No content lost. Nobody too confused. Maybe a few people upset that we
would be ashamed at showing a human body inline. People who will find
errors in any policy.
I'm not sure I see the advantages of trying to really parse out a
hardline approach to defining "objectionable," but the lack of any
easily quantifiable approach is itself not evidence that no policy
should be created.
It has always seemed to me that a number of policies were "community
judgment calls" (NPOV, VfD, etc.). I'm not sure why this should be any
different. In the question of what is "objectionable" (which will of
course will have as many opinions as there are people giving them), I
think that a reasonable solution would be that in the event of a lack
of clear consensus (which is not the same thing as majority), we ought
to defer on the side of caution (linking to the content rather than
inlining it).
The potential benefits though seem to be about equal to the potential
harm in either case—what is respectable in one mind becomes offensive
censorship/content in the other.
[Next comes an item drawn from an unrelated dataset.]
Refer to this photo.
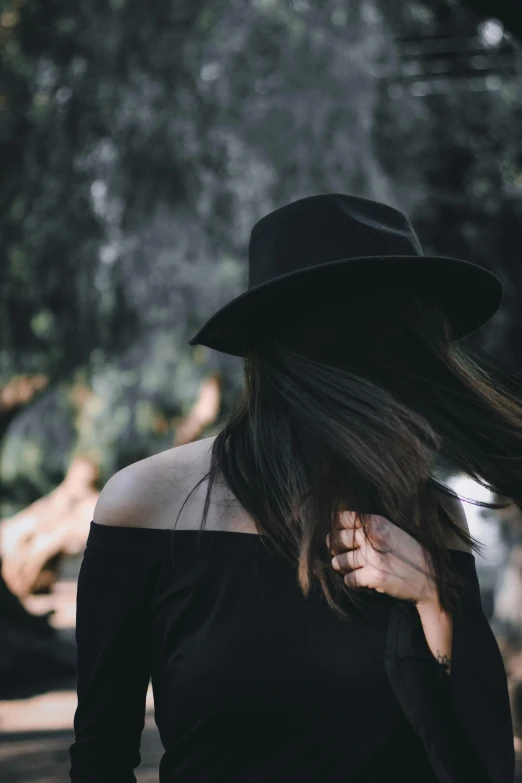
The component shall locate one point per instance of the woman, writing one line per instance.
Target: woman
(326, 625)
When in doubt, though, perhaps we
ought opt to not "surprise" anyone with something that a sizeable
percentage of people find extremely unpleasant.
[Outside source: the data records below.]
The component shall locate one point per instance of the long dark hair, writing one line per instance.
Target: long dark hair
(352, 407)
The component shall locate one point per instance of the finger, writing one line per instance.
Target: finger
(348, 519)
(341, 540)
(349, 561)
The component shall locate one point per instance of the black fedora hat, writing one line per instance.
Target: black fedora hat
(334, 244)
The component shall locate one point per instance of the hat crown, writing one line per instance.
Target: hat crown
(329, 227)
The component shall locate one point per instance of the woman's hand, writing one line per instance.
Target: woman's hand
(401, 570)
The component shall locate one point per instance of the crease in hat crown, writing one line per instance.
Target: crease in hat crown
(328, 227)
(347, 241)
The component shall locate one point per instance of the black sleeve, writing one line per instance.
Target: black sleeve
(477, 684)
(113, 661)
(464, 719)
Just one opinion on it, just to clog up your inboxes...
On Tue, 22 Feb 2005 17:06:59 -0000 (GMT), Tony Sidaway
<minorityreport(a)bluebottle.com> wrote:
Fred Bauder said:
Although many of our potential readers might
object to these
images they are unobjectionable.
Well the Pioneer plaque was controversial in its day. The Philadelphia
Inquirer apparently retouched the copy of the image to hide the male
genitals and the female nipples. The Chicago Sun Times at first published
an unaltered picture and then successively airbrushed out features with
each later edition. The LA Times carried the picture on its front page,
and received angry letters about tax-payers' money being used to "spread
this filth, even beyond our solar system", and decrying the lapse of the
newspaper's standards in depicting "sexual exploitation" on its front
page. The two figures are shown standing side by side, some distance
apart, facing the viewer. The man's hand is raised in greeting. Some
feminists objected to the "passivity" and "submissiveness" of the
female
figure. One man insisted that the man's hand was raised in a nazi salute,
and proposed that another spacecraft be sent out to destroy Pioneer 10
along with this symbol of fascism. Frank Drake, the ETI researcher who
along with Carl Sagan had designed the plaque, later remarked that the
image had turned out to be "a cleverly disguised Rorschach test." (The
Depths of Space, Mark Wolverton.)
As well as the mission (it was Pioneer, not Voyager) I got the author of
the plaque wrong. It was not Sagan's third and last wife Ann Druyan but
his second, Linda Salzman, who drew the nekkid people. John Naugle,
NASA's associate administrator for space science, approved the drawings
after erasing the single line representing the woman's vulva.